I have not heard many Chinese in China, or recently arrived, speak English, so I can't make that distinction. The Chinese who come here, even recent arrivals, have clearly studied American phonetics. But considering that Hong Kong was a British colony for 99 years, I would assume that there is a significant presence in China of people who speak British English.
Chinese and English have so much structure and attitude in common that it's probably as easy for them to pick up our language as vice versa, so maybe they just learn fast.
But being a new form that derives from Am. Eng, that itself derives from source-English, kind of removes some kind of American claim to dominance of a language they did not form themselves?
That's not an issue that I find very important so I'll let the rest of you decide.
What do you make of the Chinese need to use a form of English adapted for their lingual psychology? Sounds like mighty interesting stuff.

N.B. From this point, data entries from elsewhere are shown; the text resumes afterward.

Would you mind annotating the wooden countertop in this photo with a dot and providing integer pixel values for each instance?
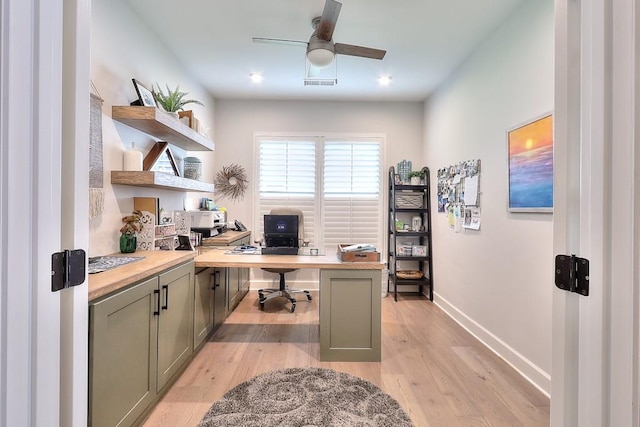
(101, 284)
(217, 257)
(225, 238)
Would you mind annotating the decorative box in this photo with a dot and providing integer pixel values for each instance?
(357, 256)
(418, 250)
(409, 200)
(404, 250)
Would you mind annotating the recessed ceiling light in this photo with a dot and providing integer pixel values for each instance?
(256, 77)
(384, 80)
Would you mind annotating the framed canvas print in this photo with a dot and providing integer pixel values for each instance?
(145, 95)
(530, 154)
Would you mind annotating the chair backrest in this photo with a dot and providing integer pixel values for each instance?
(292, 211)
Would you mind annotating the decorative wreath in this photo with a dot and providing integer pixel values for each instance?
(231, 182)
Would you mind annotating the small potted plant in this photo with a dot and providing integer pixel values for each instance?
(174, 100)
(132, 225)
(416, 177)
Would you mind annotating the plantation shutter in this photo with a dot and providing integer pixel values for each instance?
(287, 171)
(337, 184)
(352, 211)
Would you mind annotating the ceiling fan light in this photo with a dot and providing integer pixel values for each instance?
(320, 57)
(256, 77)
(384, 80)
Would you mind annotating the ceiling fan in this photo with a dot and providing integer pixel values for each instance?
(321, 49)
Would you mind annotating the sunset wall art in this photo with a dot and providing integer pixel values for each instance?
(531, 166)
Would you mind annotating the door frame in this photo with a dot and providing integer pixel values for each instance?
(596, 205)
(44, 122)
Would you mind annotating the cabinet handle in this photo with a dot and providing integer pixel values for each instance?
(216, 279)
(156, 294)
(166, 297)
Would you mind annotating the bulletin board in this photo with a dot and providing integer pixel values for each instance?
(459, 195)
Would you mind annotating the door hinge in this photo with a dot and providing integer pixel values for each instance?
(68, 269)
(572, 274)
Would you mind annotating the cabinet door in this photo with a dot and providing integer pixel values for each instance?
(233, 286)
(244, 281)
(122, 355)
(203, 308)
(175, 323)
(350, 318)
(220, 296)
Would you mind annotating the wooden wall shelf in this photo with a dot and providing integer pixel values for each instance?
(159, 124)
(159, 180)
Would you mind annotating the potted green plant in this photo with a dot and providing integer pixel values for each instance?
(132, 225)
(173, 100)
(416, 177)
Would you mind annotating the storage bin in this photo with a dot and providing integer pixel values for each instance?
(409, 200)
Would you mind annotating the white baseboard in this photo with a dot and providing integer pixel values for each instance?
(531, 372)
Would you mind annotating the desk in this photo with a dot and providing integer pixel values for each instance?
(350, 299)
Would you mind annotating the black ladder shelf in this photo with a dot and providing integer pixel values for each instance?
(410, 250)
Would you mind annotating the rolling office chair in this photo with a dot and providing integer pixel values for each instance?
(283, 291)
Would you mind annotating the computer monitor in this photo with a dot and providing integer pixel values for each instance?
(281, 230)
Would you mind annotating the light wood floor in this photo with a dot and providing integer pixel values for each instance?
(439, 374)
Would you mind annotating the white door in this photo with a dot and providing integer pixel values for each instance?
(44, 126)
(594, 372)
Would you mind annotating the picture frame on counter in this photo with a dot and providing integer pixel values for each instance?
(160, 159)
(145, 95)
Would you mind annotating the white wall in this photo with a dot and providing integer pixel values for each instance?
(122, 48)
(238, 120)
(497, 281)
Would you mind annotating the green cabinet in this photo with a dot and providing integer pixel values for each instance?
(237, 286)
(350, 318)
(139, 338)
(210, 302)
(175, 336)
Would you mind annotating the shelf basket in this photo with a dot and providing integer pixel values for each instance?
(409, 200)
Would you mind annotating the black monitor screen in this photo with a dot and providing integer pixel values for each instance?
(281, 230)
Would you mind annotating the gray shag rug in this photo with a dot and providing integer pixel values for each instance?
(306, 397)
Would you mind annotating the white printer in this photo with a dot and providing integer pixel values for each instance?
(209, 223)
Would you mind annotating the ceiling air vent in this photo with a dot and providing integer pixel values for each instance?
(320, 82)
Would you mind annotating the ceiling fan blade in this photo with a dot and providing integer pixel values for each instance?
(365, 52)
(328, 20)
(278, 41)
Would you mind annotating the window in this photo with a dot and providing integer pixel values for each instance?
(335, 181)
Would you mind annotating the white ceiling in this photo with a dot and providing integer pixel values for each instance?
(425, 41)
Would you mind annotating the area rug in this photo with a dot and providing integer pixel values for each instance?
(306, 397)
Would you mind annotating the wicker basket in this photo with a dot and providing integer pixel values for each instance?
(409, 200)
(409, 274)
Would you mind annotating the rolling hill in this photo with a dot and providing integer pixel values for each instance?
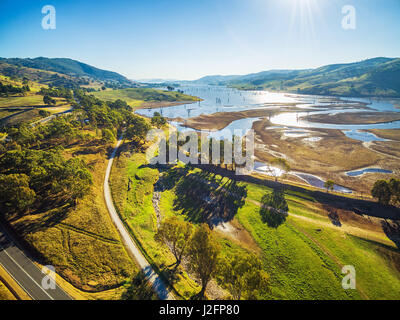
(372, 77)
(68, 67)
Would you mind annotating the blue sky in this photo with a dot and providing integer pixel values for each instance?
(187, 39)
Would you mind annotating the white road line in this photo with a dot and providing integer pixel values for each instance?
(40, 287)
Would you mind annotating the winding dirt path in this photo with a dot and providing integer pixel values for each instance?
(157, 283)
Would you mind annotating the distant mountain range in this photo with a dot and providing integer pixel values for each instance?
(68, 67)
(372, 77)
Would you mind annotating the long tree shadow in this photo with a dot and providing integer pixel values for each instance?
(205, 199)
(139, 289)
(392, 231)
(274, 208)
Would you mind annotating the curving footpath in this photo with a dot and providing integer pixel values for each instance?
(156, 282)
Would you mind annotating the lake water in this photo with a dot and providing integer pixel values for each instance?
(357, 173)
(223, 99)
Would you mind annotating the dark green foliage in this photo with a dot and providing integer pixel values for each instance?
(6, 90)
(48, 100)
(49, 174)
(15, 193)
(158, 120)
(58, 93)
(44, 113)
(381, 191)
(387, 191)
(137, 128)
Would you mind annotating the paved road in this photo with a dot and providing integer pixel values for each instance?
(25, 272)
(157, 283)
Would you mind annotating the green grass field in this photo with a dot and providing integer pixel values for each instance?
(27, 101)
(303, 256)
(82, 242)
(136, 97)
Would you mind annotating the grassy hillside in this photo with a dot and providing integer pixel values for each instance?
(137, 97)
(373, 77)
(304, 255)
(68, 67)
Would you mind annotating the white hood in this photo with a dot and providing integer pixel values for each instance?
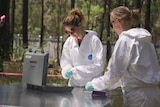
(139, 34)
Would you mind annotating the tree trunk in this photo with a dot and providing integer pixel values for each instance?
(108, 50)
(57, 31)
(72, 4)
(25, 23)
(147, 14)
(102, 20)
(12, 23)
(5, 39)
(42, 30)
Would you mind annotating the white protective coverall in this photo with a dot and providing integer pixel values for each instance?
(135, 67)
(77, 59)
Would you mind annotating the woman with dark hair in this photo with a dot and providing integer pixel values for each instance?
(83, 55)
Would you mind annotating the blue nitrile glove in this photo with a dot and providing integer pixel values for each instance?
(89, 86)
(68, 73)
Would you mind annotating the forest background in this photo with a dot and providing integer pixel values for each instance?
(43, 18)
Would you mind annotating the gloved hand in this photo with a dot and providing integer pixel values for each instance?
(68, 73)
(89, 86)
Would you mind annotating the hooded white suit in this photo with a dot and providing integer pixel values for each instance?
(133, 66)
(86, 61)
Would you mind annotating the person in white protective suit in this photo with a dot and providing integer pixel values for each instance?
(133, 64)
(83, 54)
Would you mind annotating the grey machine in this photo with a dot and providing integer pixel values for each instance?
(35, 67)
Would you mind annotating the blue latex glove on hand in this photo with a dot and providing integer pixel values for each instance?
(89, 86)
(68, 73)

Sorry, I'm not familiar with that.
I've heard it: as I alluded earlier, it sounds vaguely Brummie (with some Geordie thrown in and a bit of West Country). I doubt audiences were "hostile" because it was "lower-class accents from the mouth of a king" so much as the fact that the pronunciation of certain words were unfamiliar and threw off comprehension.
Interesting. That's not what the article I read said, but journalists seem to be particularly inept when reporting on language--ironically enough the tool of their trade.
E.g. Ajax was pronounced as a A-jakes (but at least it facilitated getting a toilet pun in there...)
Sorry, you'll have to translate that for this colonial. I know that the famous author Brian Jacques (the
Redwall series of books for children and at least one Fraggle) pronounced his surname Jake.